Hiding in plain sight: Gene panel and genetic markers reveal 26-year undiagnosed tumor-induced osteomalacia of the rib concurrently misdiagnosed as X-linked hypophosphatemia

Bone Rep. 2020 Dec 24;14:100744. doi: 10.1016/j.bonr.2020.100744. eCollection 2021 Jun.

PMID: 33490314

Juan M Colazo, Joseph A DeCorte, Erin A Gillaspie, Andrew L Folpe, Kathryn M Dahir

Summary: This case study presents a 41-year-old female with FGF23-mediated hypophosphatemia, with a 26-year delay in TIO (tumor-induced osteomalacia) diagnosis and a concurrent misdiagnosis of X-linked hypophosphatemic rickets (XLH). The study emphasizes the importance of innovative methods for clinicians, such as gene panels, CISH, and RNA sequencing, in characterizing TIO and associated tumors in the form of many phenotypically similar diseases.

Abstract

Objective: Tumor-induced osteomalacia (TIO) is a rare paraneoplastic condition characterized by repeated bone fractures, bone pain, muscle weakness, and altered gait. It is caused by phosphaturic mesenchymal tumors (PMTs). Fibroblastic Growth Factor 23 (FGF23) is a hormone secreted by these tumors that works on the kidney to induce hypophosphatemia, which impairs bone mineralization. This case study presents a 41-year-old female with FGF23-mediated hypophosphatemia, with a 26-year delay in TIO diagnosis and a concurrent misdiagnosis of X-linked hypophosphatemic rickets (XLH).

Results: Given the lack of a family history of hypophosphatemia, a 13-gene hypophosphatemia panel, including the XLH (PHEX gene), was conducted which came back negative, prompting a diagnostic search for a PMT causing TIO. She underwent rib resection after a 68Ga-DOTATATE PET/CT scan confirmed the existence of a 9th right rib lesion. The patient's laboratory values (particularly serum phosphorus, calcium, and vitamin D) returned to normal after surgery, with FGF23 levels decreasing immediately and symptoms disappearing over the next three months. Chromogenic in situ hybridization (CISH) and RNA-sequencing of the tumor were positive for FGF23 (CISH) and the transcriptional marker FN1-FGFR1, a novel fusion gene between fibronectin (FN1) and Fibroblast Growth Factor Receptor 1 (FGFR1), previously determined to be present in the majority of TIO-associated tumors.

Conclusion: This case highlights that rare and diagnostically complex disorders like TIO can be undiagnosed and/or misdiagnosed for many years, even by experienced clinicians and routine laboratory analysis. It also emphasizes the value of innovative methods for clinicians, such as gene panels, CISH, and RNA sequencing, in characterizing TIO and associated tumors in the form of many phenotypically similar diseases.
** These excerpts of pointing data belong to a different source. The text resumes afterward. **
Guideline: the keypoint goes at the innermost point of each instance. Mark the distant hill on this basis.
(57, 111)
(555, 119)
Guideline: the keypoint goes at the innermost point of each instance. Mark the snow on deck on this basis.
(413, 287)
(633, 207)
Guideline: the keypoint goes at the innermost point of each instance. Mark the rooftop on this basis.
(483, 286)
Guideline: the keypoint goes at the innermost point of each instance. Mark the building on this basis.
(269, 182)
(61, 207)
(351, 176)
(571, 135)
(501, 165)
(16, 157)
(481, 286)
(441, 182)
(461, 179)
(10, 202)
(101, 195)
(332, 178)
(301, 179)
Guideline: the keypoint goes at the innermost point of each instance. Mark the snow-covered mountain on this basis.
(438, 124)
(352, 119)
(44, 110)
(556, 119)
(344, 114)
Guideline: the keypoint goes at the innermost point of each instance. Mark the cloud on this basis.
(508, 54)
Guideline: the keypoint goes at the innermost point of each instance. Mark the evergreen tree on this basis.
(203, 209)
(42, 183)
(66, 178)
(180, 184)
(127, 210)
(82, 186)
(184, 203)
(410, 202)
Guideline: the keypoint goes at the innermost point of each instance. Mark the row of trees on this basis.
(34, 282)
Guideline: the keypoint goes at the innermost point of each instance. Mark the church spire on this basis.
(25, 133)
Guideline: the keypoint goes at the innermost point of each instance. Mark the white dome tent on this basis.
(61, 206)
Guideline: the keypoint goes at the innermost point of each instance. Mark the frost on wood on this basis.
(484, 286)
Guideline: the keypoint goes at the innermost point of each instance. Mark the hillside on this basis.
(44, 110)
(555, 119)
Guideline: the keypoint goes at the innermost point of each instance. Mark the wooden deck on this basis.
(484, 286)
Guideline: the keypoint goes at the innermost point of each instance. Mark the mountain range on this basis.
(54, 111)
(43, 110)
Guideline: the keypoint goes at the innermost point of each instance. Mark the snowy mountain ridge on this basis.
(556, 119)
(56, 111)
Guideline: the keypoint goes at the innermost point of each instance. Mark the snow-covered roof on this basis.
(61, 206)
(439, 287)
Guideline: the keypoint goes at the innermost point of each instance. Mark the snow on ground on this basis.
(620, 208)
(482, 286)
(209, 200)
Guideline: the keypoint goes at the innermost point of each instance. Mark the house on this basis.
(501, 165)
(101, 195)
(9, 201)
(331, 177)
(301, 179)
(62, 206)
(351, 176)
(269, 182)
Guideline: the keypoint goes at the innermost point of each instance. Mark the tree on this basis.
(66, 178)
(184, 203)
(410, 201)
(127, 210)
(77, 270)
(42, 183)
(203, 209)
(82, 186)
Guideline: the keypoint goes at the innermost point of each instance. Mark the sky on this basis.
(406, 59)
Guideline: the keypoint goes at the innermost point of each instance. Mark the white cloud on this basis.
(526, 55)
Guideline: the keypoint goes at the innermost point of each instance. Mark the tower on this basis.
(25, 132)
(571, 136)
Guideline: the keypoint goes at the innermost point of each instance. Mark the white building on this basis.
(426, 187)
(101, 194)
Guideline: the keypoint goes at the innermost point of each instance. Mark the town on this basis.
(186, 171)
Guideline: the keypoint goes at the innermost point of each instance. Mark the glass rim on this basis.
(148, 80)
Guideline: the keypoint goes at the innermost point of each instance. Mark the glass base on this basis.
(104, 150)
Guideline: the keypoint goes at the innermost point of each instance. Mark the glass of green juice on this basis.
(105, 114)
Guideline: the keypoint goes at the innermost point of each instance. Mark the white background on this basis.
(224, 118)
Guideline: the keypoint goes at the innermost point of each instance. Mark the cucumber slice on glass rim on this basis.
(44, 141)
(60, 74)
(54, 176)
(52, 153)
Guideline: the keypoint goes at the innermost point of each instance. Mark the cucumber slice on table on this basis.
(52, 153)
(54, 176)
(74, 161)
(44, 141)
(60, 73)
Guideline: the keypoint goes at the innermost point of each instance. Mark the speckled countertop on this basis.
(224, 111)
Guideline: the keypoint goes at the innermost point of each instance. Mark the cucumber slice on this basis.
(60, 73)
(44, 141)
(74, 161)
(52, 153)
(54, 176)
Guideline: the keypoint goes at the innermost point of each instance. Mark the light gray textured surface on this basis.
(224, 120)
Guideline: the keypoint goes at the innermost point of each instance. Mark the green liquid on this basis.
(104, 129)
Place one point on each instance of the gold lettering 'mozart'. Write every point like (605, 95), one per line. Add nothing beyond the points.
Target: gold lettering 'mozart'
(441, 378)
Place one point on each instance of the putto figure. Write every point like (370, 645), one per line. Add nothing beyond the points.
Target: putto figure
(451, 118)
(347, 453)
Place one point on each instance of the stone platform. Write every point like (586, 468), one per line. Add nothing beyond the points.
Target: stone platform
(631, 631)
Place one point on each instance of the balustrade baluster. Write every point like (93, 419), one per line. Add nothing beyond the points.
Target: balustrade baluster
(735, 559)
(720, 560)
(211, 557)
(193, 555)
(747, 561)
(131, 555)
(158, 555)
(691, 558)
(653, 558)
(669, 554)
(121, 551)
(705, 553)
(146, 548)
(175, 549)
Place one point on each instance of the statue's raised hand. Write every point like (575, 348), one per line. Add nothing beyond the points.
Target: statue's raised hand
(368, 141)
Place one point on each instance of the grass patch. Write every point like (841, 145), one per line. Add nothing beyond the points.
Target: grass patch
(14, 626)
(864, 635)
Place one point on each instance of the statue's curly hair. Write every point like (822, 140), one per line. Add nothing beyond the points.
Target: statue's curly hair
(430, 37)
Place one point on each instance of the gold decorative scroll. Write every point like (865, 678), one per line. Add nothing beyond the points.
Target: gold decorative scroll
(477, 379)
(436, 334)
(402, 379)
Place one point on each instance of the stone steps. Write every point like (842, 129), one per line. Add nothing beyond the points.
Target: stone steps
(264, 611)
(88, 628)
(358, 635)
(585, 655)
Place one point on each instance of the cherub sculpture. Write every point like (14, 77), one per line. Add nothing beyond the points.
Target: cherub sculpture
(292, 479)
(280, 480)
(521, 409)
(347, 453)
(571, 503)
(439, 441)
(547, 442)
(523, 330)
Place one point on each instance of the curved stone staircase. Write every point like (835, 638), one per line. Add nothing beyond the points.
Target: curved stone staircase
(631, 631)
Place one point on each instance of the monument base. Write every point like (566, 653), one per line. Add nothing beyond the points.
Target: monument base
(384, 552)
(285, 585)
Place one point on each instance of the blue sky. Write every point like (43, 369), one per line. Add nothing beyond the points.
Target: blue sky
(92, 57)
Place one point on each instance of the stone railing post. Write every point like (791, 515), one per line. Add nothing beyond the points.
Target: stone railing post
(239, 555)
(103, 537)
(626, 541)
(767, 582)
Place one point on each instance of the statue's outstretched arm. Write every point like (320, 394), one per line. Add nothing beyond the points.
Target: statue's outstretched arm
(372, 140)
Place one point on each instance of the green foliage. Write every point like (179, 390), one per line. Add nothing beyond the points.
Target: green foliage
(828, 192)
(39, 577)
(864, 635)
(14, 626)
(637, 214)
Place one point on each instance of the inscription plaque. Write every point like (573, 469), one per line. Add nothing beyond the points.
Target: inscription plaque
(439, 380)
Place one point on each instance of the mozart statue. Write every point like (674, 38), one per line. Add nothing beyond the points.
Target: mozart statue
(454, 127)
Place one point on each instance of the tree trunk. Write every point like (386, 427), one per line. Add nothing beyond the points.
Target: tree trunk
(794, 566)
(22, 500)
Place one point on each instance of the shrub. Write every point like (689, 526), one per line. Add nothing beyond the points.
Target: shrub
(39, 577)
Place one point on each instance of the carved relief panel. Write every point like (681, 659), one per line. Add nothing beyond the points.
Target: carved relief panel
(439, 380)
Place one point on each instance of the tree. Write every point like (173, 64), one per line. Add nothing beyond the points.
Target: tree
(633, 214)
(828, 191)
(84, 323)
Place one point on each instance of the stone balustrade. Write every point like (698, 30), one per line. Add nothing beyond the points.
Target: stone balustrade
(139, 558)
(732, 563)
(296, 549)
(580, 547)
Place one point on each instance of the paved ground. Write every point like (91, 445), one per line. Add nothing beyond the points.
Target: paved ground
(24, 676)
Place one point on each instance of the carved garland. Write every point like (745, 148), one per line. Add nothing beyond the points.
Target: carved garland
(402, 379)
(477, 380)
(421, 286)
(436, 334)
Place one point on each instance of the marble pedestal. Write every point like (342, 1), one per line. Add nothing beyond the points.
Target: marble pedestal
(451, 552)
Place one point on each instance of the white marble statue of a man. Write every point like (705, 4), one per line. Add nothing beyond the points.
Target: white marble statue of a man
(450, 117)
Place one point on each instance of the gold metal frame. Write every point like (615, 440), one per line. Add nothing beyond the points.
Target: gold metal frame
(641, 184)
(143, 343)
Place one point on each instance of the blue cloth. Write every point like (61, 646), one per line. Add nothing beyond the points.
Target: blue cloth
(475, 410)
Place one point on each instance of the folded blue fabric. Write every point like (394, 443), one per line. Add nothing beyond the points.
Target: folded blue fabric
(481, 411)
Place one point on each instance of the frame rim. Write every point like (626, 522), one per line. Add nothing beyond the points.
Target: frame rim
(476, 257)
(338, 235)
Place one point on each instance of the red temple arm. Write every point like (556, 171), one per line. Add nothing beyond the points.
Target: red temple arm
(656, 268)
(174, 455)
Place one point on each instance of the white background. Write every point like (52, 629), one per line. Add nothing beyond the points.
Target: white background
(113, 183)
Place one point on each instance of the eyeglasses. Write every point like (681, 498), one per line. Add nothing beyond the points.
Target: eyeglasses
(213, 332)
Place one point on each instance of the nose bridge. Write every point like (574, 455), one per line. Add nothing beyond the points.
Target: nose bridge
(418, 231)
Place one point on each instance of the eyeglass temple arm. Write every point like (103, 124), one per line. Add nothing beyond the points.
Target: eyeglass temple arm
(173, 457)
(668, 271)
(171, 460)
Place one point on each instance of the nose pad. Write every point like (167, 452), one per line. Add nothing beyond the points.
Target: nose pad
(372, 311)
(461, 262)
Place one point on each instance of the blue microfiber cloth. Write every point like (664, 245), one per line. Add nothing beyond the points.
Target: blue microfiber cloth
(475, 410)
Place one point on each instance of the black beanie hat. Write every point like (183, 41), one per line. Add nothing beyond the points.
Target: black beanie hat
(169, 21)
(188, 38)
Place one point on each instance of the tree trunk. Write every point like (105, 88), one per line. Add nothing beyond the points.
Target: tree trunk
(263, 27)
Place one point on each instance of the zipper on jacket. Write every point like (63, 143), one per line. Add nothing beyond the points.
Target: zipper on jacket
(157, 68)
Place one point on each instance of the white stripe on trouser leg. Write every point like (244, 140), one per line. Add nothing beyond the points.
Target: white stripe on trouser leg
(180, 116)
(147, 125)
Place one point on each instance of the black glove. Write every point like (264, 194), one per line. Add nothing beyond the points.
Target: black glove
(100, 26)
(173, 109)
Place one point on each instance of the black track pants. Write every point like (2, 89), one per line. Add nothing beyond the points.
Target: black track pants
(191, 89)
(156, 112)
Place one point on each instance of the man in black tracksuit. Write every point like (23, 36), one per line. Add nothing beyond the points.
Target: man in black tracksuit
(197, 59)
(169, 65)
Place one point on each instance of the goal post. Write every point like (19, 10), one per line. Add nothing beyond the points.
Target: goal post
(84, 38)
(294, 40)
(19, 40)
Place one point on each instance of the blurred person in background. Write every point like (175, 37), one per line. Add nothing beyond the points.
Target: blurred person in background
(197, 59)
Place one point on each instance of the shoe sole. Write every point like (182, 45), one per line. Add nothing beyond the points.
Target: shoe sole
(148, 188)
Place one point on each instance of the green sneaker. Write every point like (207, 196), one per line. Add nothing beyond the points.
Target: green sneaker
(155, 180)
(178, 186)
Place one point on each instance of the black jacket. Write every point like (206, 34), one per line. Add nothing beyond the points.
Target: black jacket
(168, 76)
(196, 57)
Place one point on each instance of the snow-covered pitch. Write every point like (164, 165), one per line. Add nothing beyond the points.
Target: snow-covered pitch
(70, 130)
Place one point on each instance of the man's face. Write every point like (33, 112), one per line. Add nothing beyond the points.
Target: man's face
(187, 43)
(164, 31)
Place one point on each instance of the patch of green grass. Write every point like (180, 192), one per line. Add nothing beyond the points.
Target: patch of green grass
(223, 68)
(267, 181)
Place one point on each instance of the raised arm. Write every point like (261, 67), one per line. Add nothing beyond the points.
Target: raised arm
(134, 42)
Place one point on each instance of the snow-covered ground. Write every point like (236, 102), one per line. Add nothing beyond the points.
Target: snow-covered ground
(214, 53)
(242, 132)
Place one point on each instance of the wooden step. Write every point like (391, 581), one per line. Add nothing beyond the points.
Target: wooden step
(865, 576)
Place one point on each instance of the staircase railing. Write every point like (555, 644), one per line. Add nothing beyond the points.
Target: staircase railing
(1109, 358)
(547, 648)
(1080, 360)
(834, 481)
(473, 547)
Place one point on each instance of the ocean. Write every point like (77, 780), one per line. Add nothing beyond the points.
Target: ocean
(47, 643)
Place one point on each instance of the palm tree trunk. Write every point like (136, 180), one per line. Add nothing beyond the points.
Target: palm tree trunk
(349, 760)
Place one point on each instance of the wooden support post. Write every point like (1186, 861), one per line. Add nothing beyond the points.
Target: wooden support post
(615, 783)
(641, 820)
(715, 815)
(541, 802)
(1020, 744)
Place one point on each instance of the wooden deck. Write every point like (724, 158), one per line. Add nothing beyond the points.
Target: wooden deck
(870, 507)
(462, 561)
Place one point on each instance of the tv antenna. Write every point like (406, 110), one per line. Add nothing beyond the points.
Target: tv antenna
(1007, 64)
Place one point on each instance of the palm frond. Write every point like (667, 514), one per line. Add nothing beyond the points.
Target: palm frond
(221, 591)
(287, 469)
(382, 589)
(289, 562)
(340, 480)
Keywords: 68Ga-DOTATATE; Burosumab; Chromogenic in situ hybridization; FGF23; FGFR1; FN1; FN1-FGFR1; Fibroblast growth factor 23; Fibroblast growth factor receptor 1; PHEX; Paraneoplastic; Phosphaturic mesenchymal tumor; RNA sequencing; TIO; Tumor-induced osteomalacia; X-linked hypophosphatemic rickets; XLH; fibronectin; phosphate wasting disorders; phosphorous.